There's also typically, for example, Henah, when we were looking at your husband's, there are decisions about death benefits and survivor benefits. And so it's kind of this constant cost/benefit analysis of which path you wanna choose. And I don't think every single one is gonna work that way, but that is typically the mindset you're taking into it. So if you know the monthly amount that they're gonna pay you, you can subtract it from your existing spending numbers, and then because your portfolio needs to cover the rest, you multiply what's left over by 12 to figure out what that's gonna be annually, and then multiply that number by between 25 and 33, depending on your preferred safe withdrawal rate.

So if you're cool with a 4% safe withdrawal rate, you're gonna multiply by 25. If you're looking more between 2% and 3%, you'll multiply by 33. But effectively, you're just trying to figure out what is the pension not going to cover on a monthly basis that I am gonna be responsible for self-funding? So for example, if the pension is gonna pay you $2,000 per month, or maybe you're gonna get $2,000 between you, but you know that your monthly expenses are $5,000, we need to calculate how big our portfolio needs to be to produce the other $3,000 per month in income. And the answer to that question is about $900,000. Now, if we had to provide the entirety of our $5,000, our portfolio would have to be $1.5 million. So in that case, the pension is filling what is roughly a $600,000 gap. 

So that's kind of how I like to think about it in terms of messy long-term planning. And obviously you can get super in the weeds and there's very sophisticated projection software that you can use. And I know that a lot of CFPs can help you nail this down. But if you're doing the back of the napkin math and you're just trying to understand how much it's gonna offset what you have to save for yourself, then that is an easy way to do it. 
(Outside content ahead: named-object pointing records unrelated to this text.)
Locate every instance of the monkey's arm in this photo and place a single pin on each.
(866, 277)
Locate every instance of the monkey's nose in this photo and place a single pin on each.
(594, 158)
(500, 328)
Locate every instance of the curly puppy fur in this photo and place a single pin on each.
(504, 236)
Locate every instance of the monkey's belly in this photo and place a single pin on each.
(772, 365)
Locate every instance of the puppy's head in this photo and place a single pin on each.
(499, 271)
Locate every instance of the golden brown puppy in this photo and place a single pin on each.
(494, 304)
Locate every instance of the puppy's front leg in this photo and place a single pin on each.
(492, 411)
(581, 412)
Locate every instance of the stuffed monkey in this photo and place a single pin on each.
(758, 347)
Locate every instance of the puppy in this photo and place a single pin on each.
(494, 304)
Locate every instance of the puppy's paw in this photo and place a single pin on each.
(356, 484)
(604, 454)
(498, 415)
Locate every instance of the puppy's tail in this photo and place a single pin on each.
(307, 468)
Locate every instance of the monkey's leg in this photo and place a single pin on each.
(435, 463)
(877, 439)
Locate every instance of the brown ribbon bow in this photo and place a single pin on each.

Henah: Yeah, that's actually really helpful. So now I can at least sit and do the math and figure out for myself and my husband, since this is a long con for the next 30-something years, how much do we need to plan to save between the two of us? So on behalf of Rachel and me and our partners, thank you. 

Katie: Absolutely. I think a couple last things to think about is, does the pension adjust for inflation? Are they going to give you more over time as the purchasing power of that money goes down? Are there options like the lump sum or death benefits? Are there things that you're having to decide? Because if so, you probably wanna take a more serious approach to determining what that's really gonna mean for you and what option is the best. And these are all just variables that you can tweak slightly. But I kind of think about it like a game of probabilities, really. And I like to be conservative, as in, I probably would, when planning, estimate smaller amounts than I'm being told just in case, because you don't wanna hit retirement and then be like, oh crap, I don't have enough because this pension is not as much as I thought I was, or I left that job earlier than I thought I was going to. Or market returns are bad, so my portfolio is smaller. You just never know. So I like to overshoot and then hope for the best. 

Henah: That makes sense. I guess in this situation, do you recommend maybe working with an hourly fee CFP or CFA and running the math and the different scenarios?

Katie: Yeah, certainly as you get closer. I think if you're in your twenties and you're a couple years into work and you're just trying to figure out what your save rate should be, I don't know that it's necessary to involve a professional and pay for their time. But I definitely think as you're getting closer and you're getting more serious about retirement planning and wanting to really make sure you're on track, absolutely. 

Henah: Cool. Well, thank you. 

Katie: Absolutely. That is all for this week's Rich Girl Roundup. We will see you on Wednesday to talk all things creator economy and influencers. Thanks for listening. Bye.